- Occupation: Ice hockey executive
- Years active: 2016–present
- Employer(s): Val-d'Or Foreurs (2016–2023) New York Sirens (2023–present)
- Organization: New York Sirens
- Title: General manager

= Pascal Daoust =

Canadian ice hockey executive

Pascal Daoust is a Canadian ice hockey executive, the first and current general manager of the New York Sirens of the Professional Women's Hockey League (PWHL).

== Career ==
Daoust received a bachelor's degree in physical education from the Université de Montréal in 1999. He was an assistant coach for their women's hockey program from 2010 to 2016, winning two national championships in that time.

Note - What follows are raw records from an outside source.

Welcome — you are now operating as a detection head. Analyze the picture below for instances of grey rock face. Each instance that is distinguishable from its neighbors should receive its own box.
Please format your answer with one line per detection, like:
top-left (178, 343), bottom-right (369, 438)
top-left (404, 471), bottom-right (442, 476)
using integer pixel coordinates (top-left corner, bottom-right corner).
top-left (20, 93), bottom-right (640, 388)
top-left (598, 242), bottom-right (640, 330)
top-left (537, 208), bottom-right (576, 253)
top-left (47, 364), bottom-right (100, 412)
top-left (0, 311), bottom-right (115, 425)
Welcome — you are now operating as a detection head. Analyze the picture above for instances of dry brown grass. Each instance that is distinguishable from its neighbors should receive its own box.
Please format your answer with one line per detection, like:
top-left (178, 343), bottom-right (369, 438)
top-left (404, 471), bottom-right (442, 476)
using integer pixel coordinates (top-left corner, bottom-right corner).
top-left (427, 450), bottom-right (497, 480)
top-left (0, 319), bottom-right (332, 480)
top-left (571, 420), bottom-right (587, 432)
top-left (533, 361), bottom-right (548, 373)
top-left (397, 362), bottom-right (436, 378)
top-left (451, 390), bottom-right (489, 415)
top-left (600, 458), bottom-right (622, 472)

He also served as assistant coach of Les Canadiennes de Montreal in the Canadian Women's Hockey League.

Following his time with the Carabins, Daoust was general manager of the Val-d'Or Foreurs of the Quebec Major Junior Hockey League, also serving as interim head coach on multiple occasions. He oversaw a run to the President's Cup finals in 2021, but was fired in February 2023 after multiple disappointing seasons.

Turning down an offer to work on the development staff of a National Hockey League team, Daoust was hired as the first general manager of New York in the newly-created Professional Women's Hockey League (PWHL). The inaugural PWHL season saw New York finish in last of the six teams and with only five regulation wins, but earning the first overall pick in the 2024 PWHL Draft.